Dalam gelap, aku melihat cahaya benderang yang di dalamnya ternyata
lambat laun aku telah berada di sebuah negeri bangsa tikus sebagai
tikus,” rintih suara dalam selimut putih.
“Itu cuma mimpi, Pak! Sudahlah, lupakan! Makanya jangan suka main gelap!” kata istrinya.
“Tapi kau tak pernah memaksaku dengan keras untuk keluar dari tempat gelap nan hitam itu,” ia mempersalahkan istrinya.
Kemudian dokter memberinya obat. Tak lama matanya terkantuk. Sesaat setelah itu tertidur tanpa mimpi.
“Bapak cuma kelelahan,” kata dokter. Semua mengangguk-angguk. Setelah dianggap pulih, ia pun dibawa pulang.
Sejak itu, suasana rumah terang benderang. Segala yang membuat cahaya
tertutup dibuka. Lampu-lampu diperbanyak. Bahkan, dalam sebuah doanya,
ia meminta kepada Tuhan kalau bisa tak perlu ada malam.
Ia mulai bisa menenangkan diri, melupakan gelap. Suasana rumah mulai terasa berjalan wajar. Tak ada kehidupan yang aneh.
Suatu siang, ia melepaskan foto-foto tentang ketokohannya yang
terpajang di ruang baca yang hampir tak pernah dimanfaatkan untuk
membaca itu. Juga di ruang lain. Ia menggantikan dengan foto semasa ia
jadi mahasiswa, foto di kampung waktu kecil, serta foto ketika jadi
pengantin. Setelah semua foto pajangan rumah diganti, ia lega. Ia mulai
menyalakan tape, mendengarkan lagu-lagu klasik. Kadang ia berkaraoke.
Sesekali, ia mengajak istrinya berdansa, seisi rumah tersenyum dan
sesekali bertepuk tangan.
Hari indah yang membahagiakan.
“Inilah keindahan hidup itu,” kata sang istri. Sang suami yang berpacu tua dengan istrinya tersenyum.
Ketika seorang cucu mereka berulang tahun, rumah itu semakin semarak.
Sekeluarga mereka rayakan. Hidup terasa penuh warna. Namun, dalam
suasana meriah, ketika lagu happy birthday dilantunkan sambil
tepuk tangan, tiba-tiba seekor tikus melintas dari ruang baca ke tengah
mereka. Si tua melihat itu terperanjat. Pembantu rumah tangga, Ina, yang
dibawa mereka serta merayakan ulang tahun tersebut, langsung mengambil
sapu dan memburu tikus.
Tikus bersembunyi di bawah kursi. Si tua menggigil. Ia bagai melihat
ribuan tikus, termasuk dirinya di situ. Semua mata tertuju pada tikus.

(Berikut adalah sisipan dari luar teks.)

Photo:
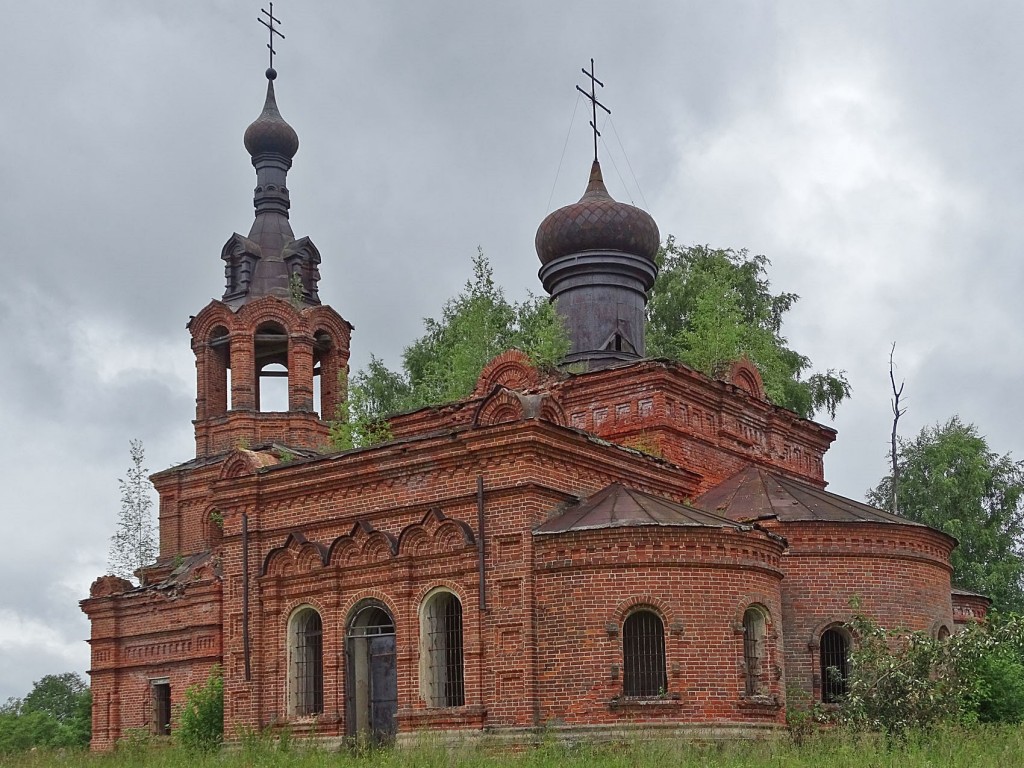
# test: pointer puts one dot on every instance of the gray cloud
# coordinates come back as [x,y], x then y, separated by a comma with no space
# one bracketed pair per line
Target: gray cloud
[870,151]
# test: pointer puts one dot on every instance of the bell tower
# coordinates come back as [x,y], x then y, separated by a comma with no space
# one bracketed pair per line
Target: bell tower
[269,322]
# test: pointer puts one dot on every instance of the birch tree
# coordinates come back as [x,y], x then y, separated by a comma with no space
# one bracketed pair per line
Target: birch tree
[134,543]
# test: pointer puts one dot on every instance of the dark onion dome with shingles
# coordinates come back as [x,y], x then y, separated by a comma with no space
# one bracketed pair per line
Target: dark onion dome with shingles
[269,133]
[597,222]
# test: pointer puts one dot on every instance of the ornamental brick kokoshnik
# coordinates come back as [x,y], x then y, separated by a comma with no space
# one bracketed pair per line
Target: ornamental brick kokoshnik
[620,544]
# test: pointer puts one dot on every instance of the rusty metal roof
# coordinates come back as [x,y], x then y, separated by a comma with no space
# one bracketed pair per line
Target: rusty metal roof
[619,506]
[756,494]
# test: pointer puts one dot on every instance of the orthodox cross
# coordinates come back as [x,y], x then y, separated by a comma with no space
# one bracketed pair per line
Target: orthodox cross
[594,103]
[269,25]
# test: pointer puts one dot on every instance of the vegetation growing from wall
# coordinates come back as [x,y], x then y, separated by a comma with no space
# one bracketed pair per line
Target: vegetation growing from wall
[134,543]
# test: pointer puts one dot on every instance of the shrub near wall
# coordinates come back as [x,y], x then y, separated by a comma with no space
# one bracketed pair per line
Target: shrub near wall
[201,721]
[903,680]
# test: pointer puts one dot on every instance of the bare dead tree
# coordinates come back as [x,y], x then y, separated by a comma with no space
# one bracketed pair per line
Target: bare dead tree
[897,413]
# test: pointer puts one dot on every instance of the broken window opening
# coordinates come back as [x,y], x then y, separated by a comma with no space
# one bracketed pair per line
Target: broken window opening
[441,671]
[306,663]
[755,627]
[643,655]
[160,699]
[835,665]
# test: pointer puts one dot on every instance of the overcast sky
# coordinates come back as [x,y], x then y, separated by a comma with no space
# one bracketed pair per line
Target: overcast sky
[871,151]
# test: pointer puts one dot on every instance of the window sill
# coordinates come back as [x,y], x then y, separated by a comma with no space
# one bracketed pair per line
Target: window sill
[763,701]
[638,704]
[469,716]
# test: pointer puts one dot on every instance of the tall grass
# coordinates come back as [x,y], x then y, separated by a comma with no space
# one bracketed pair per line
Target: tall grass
[948,748]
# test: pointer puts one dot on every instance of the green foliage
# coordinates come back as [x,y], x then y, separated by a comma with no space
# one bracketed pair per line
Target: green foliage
[201,720]
[359,419]
[903,680]
[443,365]
[57,713]
[838,748]
[951,480]
[710,307]
[134,543]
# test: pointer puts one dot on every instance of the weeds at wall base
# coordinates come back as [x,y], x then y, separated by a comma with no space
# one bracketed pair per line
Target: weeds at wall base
[837,748]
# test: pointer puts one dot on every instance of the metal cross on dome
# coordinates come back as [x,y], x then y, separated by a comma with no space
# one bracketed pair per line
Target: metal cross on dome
[271,19]
[594,103]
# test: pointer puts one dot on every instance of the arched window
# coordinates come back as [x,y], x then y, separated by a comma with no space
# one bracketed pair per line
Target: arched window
[643,654]
[755,630]
[441,675]
[305,663]
[835,665]
[270,352]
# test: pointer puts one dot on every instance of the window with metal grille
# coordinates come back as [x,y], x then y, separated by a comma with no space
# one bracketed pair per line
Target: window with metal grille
[160,693]
[306,662]
[754,649]
[643,654]
[440,640]
[835,665]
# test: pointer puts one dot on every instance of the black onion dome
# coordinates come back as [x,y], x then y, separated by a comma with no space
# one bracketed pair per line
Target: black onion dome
[597,222]
[269,133]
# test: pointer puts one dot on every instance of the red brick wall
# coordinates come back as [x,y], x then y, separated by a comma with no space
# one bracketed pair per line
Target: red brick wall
[138,637]
[897,576]
[699,581]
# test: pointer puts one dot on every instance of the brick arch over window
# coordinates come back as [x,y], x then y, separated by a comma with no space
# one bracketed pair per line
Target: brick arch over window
[756,621]
[213,520]
[941,629]
[500,407]
[305,662]
[441,649]
[213,314]
[363,545]
[644,669]
[651,602]
[833,657]
[511,369]
[331,335]
[435,532]
[295,555]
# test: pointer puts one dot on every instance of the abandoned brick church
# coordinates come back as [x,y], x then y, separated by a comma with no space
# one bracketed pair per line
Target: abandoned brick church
[636,546]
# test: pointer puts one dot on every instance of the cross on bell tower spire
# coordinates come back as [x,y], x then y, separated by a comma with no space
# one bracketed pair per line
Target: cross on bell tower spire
[594,103]
[269,23]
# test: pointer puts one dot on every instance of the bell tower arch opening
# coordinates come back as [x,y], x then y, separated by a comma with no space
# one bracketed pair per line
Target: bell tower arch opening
[270,353]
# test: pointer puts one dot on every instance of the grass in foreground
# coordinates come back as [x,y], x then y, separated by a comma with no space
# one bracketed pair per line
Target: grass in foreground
[948,748]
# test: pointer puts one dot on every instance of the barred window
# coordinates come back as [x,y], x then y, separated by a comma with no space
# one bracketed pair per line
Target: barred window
[441,675]
[754,649]
[835,665]
[160,700]
[643,654]
[305,653]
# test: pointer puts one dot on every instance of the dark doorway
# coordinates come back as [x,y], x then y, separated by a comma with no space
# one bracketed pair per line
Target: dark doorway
[372,682]
[161,704]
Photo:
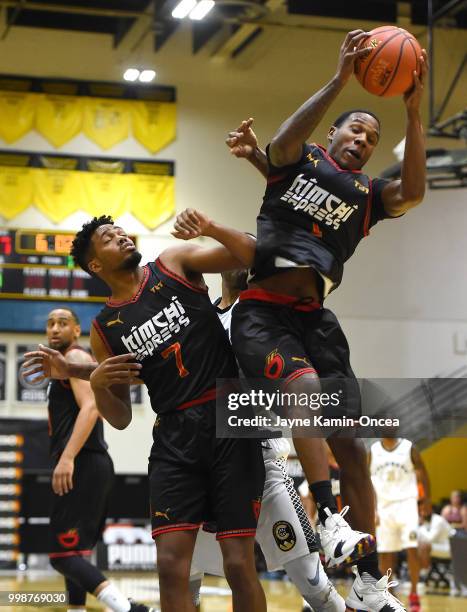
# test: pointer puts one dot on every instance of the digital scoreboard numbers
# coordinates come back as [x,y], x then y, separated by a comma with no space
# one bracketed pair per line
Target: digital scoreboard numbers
[36,265]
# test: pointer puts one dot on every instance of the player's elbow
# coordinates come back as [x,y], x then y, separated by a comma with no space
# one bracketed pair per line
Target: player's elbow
[282,152]
[120,422]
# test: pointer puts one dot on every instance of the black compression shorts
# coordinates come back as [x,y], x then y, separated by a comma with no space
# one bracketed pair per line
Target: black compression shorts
[196,478]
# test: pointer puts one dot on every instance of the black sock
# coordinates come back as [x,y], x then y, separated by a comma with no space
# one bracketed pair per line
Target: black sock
[322,494]
[369,564]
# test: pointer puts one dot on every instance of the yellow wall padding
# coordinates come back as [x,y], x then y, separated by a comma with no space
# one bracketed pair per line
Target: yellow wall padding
[145,190]
[106,121]
[59,118]
[16,190]
[59,193]
[154,123]
[17,112]
[445,462]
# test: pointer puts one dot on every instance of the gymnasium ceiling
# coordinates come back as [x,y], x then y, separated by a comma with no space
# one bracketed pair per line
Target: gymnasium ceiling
[235,23]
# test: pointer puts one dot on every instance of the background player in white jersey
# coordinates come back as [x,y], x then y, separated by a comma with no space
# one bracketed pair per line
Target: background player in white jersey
[284,531]
[396,467]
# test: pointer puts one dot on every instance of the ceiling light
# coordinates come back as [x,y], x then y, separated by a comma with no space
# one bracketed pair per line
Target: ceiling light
[183,8]
[147,76]
[131,74]
[201,9]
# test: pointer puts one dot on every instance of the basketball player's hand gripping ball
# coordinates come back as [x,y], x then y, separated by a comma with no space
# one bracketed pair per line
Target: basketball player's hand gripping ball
[394,59]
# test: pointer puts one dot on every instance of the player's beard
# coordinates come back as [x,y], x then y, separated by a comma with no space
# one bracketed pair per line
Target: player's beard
[62,346]
[131,262]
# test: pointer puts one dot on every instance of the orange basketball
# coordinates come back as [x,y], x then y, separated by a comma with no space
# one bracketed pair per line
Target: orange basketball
[388,69]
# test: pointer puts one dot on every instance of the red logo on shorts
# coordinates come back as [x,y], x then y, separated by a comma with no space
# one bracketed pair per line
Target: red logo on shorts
[274,365]
[256,503]
[69,539]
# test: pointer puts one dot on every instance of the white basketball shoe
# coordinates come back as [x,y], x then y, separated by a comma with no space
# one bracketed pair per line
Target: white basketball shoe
[372,596]
[340,543]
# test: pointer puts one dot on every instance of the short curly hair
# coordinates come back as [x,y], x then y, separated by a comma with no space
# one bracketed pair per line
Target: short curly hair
[81,246]
[343,118]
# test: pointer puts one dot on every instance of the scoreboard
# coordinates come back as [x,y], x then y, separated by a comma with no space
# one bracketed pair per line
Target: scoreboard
[37,265]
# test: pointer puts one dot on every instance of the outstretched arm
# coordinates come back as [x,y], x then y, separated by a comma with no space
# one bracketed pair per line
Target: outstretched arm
[286,145]
[49,363]
[243,143]
[399,196]
[62,477]
[111,389]
[422,477]
[237,250]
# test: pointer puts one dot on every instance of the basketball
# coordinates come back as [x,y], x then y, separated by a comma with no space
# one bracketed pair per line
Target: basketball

Ketika kursi diangkat, tikus coba melesat, tangan Ina bertangkai sapu
langsung memukul keras dan cepat. Trap. Kepala tikus pecah oleh pukulan
Ina.
“Ina hebat! Ina hebat!” Mereka bertepuk tangan. Darah tikus meleleh di lantai berkarpet mahal.
Ketika mereka menoleh ke si tua, semua tercekat hebat. Di lantai ia
tergeletak. Lalu terdengar tangis dan teriakan, “Telepon ambulan,
telepon ambulan, ayo cepatan….”
Sementara itu Ina membuang bangkai tikus ke got depan rumah!
Padang 2017 Yusrizal KW, cerpenis kelahiran Padang pada 2 November 1969. Kumpulan cerpennya, Kembali ke Pangkal Jalan, diterbitkan oleh Penerbit Buku Kompas. Saat ini aktif mengelola Ruang Baca Tanah Ombak Padang.